Equivalence Tests of Identification Assumptions

Dor Leventer

Fall 2022

Introduction

A Causal Inference Framework

A causal inference framework is made up of the following components:

Estimand + Identification Assumptions -> Identification Theorem
Id. Theorem -> Estimator
Estimator + Statistical Assumptions -> Inference
Id. Assumptions -> Validation Tests + Sensitivity Analysis

Today we will focus on validation tests

Motivation

All our causal inference frameworks have assumptions

RCT: conditional independence \(Y(w)\) and \(W\)
- Test: Balance (no mean diff.) on pre-treatment covariates
DID: parallel trends of \(Y(0)\) post treatment
- Test: Trends before treatment aren’t diff.
RD: continuity of \(\mathbb{E}[Y(w)]\) around the cutoff
- Test: Pre-treatment covariates don’t exhibit discon.

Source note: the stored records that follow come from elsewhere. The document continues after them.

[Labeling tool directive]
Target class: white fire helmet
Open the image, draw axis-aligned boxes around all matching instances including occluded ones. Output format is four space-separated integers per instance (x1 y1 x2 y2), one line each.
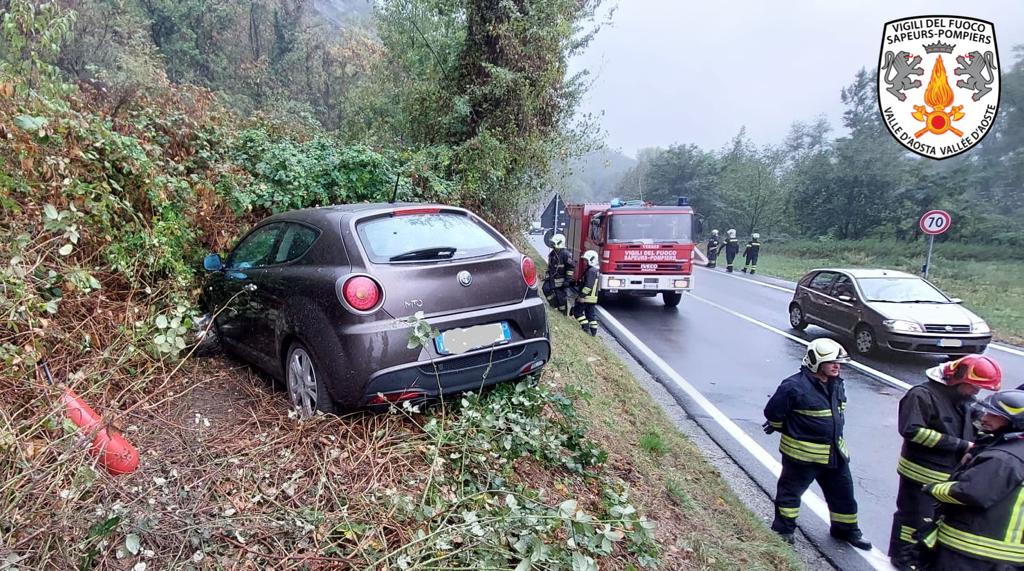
803 337 850 372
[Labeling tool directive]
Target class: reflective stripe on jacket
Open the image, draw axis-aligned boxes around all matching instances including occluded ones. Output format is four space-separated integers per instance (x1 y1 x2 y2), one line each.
925 433 1024 566
548 248 575 288
896 381 974 484
580 266 601 303
765 366 850 467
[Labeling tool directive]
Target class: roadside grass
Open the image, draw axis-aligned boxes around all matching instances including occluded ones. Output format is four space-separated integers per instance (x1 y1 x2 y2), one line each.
720 240 1024 345
0 306 800 571
547 312 801 569
640 428 669 456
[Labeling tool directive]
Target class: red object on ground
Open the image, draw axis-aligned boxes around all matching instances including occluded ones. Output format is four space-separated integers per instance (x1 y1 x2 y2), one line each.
60 389 138 476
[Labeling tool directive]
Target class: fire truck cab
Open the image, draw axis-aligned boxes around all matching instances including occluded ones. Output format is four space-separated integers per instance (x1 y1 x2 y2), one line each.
565 197 693 307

Question: how to perform these validation tests?

An Example DID Setup

Say we have three time periods \(t\in\{1,2,3\}\)
Say we have treatment \(G_i=1\) and control \(G_i=0\)
And for treatment group, treatment starts at \(t=3\)
So we need parallel trends (PT). Define for variable \(X\) \[\Delta X_{g,t}=\mathbb{E}\left[X_{i,t}-X_{i,t-1}\mid G_i=g\right]\]
Can write PT of \(Y(0)\) at time \(t=3\) as \[\Delta Y_{1,3}\left(0\right) = \Delta Y_{0,3}\left(0\right)\]

Testing PT

We can never test PT directly, since \(Y(0)\) unobserved for \(G_i=1\) at \(t=3\).
Hence, we usually conduct a suggestive test on trends before treatment
If we assume no anticipation, or, \(\forall t<3: Y_{i,t}=Y_{i,t}(0)\)
Then can test for \[\Delta Y_{1,2}\left(0\right) = \Delta Y_{0,2}\left(0\right)\]
Using \[\Delta Y_{1,2} = \Delta Y_{0,2}\]

We usually call such a test pre-trend testing.

The Pre-Trend Test

We now turn to the formal statistical test

Lets start with the hypothesis.
Usually we write the null and alternative as \[H_0: \Delta Y_{1,2} - \Delta Y_{0,2} = 0\] \[H_1: \Delta Y_{1,2} - \Delta Y_{0,2} \neq 0\]

This has several problems, which we will now go over.

Problems with convential testing methods

Burden of proof of treatment effects

Say, for a second, we are testing whether some treatment has some effect.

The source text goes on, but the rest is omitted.